Existir y, en esa existencia, que te atraviese el dolor. Existir y, sin embargo, rozar un poco el desaliento, la muerte de las emociones o todo lo contrario, como si aquellos sentimientos que sentimos por los otros nos atravesaran como una espada que, dispuesta, nos parte en dos. Existir y, en ese ir y venir de respiración y latidos, observar cómo aquello que nos hacía vivir, que creíamos que nos daba la vida nos la quita, arrancándonos la piel a tiras o haciéndolo nosotros mismos, como seres que se autolesionan en un intento desesperado por controlar ese dolor que tanto aflige. Existir, y en esa existencia, el miedo a no seguir adelante, al abismo, a adelantar el paso y encontrarnos el precipicio. Somos seres que se acercan al vacío, que lo acarician, que sienten la anestesia que un dolor constante surte en el cuerpo, para poco tiempo después provocar una reacción que, en cadena, transforme lo que habíamos vivido cambiándolo de parte a parte. Y eso fue lo que pasó es lo que el dolor hace con la vida, o lo que la vida hace con el dolor. Amasarlo lentamente, moldeando sus extremidades, la cabeza, el armazón que protege su corazón, para evidenciar que la vida, en ocasiones, consigue que el dolor se vuelva físico, se transforme en lectura, se convierta en un estado que, más allá de la mente, recorra el cuerpo como un escalofrío que nos haga llegar a la conclusión de que la huida es sólo una reacción necesaria para sobrevivir.
Una mujer, un hombre, una relación que no se sostiene, y en su interior la vida, la reflexión, la historia, contada a través de los ojos de aquella que decidió unir su destino al camino de un hombre que no la quería. Un relato que, de tan desgarrador, nos atraviesa.
No he leído con anterioridad a Natalia Ginzburg. Sus textos, sus obras, no se han cruzado en mi camino en ninguna ocasión. No es que no conociera su existencia, sino que simplemente la casualidad o la causalidad no han hecho que ella y yo tengamos un momento común para conocernos. Por lo tanto, mi primer acercamiento a su obra, de la mano de Y eso fue lo que pasó llega con la sensación de haber recibido un puñetazo en plena cara. La dureza, la poca compasión, las obsesiones y deseos, la brutalidad, la violencia, la falta de respiración frente a una relación, el no existir cuando se está existiendo, los significados, significantes y errores del amor, la vida que se cuela por el desagüe o la muerte que llega de improviso. Todos elementos que, en esta historia de ciento diez páginas se entremezclan creando una lectura que duele, pero imprescindible. Porque uno se queda boquiabierto ante la fuerza de una escritora a la que nunca prestó atención y que, por azares del destino, llega a sus manos para desbaratarle absolutamente todas las ideas que tenía establecidas. Puede que sea el momento en el que yo me encuentre, puede que incluso mis sensaciones hagan que el libro se contamine de mi propia historia, pero lo que está claro es que cuando un libro hace que salte algún resorte mientras lo lees, la misión está cumplida.

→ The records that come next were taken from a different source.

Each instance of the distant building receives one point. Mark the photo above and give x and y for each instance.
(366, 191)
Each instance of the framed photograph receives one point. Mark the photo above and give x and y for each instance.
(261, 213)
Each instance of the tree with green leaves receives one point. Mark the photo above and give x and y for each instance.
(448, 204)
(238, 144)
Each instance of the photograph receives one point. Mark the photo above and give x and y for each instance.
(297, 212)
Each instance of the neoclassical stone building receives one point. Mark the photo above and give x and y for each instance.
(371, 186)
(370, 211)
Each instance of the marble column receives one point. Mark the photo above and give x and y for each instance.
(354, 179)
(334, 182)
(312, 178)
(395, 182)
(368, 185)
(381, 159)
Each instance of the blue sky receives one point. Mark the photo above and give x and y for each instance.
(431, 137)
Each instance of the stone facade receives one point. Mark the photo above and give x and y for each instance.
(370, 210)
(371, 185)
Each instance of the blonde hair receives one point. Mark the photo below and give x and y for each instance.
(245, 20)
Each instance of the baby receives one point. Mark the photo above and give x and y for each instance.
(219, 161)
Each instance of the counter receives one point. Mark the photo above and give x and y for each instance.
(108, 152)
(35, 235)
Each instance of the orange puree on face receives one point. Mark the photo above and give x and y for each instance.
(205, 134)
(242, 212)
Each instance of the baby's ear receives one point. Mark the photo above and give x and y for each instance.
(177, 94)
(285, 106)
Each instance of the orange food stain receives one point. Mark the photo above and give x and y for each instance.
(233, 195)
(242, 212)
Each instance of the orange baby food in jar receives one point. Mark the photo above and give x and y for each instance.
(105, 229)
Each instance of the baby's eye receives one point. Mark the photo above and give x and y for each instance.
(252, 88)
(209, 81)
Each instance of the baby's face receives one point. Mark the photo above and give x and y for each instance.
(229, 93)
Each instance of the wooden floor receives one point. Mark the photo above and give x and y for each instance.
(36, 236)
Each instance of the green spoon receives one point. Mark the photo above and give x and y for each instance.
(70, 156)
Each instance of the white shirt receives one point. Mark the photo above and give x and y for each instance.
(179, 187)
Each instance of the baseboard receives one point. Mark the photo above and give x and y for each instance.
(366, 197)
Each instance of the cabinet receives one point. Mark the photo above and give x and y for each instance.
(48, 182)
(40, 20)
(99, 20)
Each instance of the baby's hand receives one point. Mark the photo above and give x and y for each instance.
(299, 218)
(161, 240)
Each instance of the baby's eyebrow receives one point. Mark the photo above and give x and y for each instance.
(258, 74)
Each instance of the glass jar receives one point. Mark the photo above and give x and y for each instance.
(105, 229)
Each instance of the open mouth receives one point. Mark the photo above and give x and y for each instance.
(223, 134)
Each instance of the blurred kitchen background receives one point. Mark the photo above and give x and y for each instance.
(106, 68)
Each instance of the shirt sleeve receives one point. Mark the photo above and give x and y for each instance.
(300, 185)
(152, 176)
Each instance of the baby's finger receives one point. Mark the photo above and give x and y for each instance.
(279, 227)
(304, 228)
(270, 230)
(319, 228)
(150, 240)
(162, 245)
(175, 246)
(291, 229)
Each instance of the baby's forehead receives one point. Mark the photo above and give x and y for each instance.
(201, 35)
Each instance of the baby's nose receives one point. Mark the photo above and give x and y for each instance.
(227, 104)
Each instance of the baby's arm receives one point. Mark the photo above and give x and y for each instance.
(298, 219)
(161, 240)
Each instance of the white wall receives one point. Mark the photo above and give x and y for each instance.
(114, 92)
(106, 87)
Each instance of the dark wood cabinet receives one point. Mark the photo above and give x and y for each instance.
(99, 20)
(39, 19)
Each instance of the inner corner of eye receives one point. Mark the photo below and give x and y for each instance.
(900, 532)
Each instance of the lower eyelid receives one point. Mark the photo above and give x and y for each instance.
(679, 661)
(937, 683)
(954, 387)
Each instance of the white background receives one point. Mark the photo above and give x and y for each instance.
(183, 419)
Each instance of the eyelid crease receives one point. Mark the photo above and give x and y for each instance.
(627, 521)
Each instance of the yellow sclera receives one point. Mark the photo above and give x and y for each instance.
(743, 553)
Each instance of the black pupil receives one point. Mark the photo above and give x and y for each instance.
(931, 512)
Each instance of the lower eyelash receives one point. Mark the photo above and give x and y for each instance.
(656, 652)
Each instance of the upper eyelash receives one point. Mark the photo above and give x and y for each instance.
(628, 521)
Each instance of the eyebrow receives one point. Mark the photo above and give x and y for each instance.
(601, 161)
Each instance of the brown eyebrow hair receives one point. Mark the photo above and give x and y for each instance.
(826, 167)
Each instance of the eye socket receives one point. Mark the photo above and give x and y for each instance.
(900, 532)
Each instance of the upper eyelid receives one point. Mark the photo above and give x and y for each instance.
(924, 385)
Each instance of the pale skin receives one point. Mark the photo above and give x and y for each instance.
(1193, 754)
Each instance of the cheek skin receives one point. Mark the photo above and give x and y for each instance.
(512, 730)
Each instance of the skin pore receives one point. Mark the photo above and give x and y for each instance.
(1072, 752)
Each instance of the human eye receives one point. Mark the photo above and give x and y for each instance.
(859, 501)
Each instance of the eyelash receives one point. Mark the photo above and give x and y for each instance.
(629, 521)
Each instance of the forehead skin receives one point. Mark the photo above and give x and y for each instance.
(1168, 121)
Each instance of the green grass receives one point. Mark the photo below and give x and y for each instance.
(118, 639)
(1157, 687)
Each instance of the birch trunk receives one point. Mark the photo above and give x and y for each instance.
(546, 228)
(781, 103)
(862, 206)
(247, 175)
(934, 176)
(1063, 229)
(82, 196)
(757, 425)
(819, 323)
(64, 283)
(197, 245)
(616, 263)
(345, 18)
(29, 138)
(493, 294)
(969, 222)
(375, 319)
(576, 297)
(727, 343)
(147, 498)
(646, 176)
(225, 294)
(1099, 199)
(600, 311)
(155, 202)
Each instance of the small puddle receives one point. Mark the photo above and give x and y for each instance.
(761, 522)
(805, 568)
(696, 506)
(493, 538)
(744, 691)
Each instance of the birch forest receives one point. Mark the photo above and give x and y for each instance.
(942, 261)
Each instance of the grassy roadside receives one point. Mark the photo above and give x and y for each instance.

Pero ante todo, es este un retrato de una sumisión, o quizá de la locura disfrazada de amor, o de la necesidad de pertenencia y reconocimiento, inherentes al ser humano y que en Y eso fue lo que pasó se articulan en la voz femenina de esta historia que Natalia Ginzburg suelta al lector para terminar de dejarle en silencio, como intentando respirar después de un rato de inconsciencia, de virtuosos juegos de palabras para evitar la verdad. Esa verdad que es la que hace que estalle todo, que convierte las letras en un disparo, la vida en muerte, la reflexión en pasado, mientras el presente se destruye por las calles de una ciudad que puede ser desconocida, o que puede resultar un hogar donde abrazar el dolor. Es por momentos como este por lo que me gusta leer, por lo que disfruto de las historias, por lo que cuando se instala esta sensación de extrañeza al terminar un texto, sigo creyendo en la literatura y en todo lo que ella conlleva.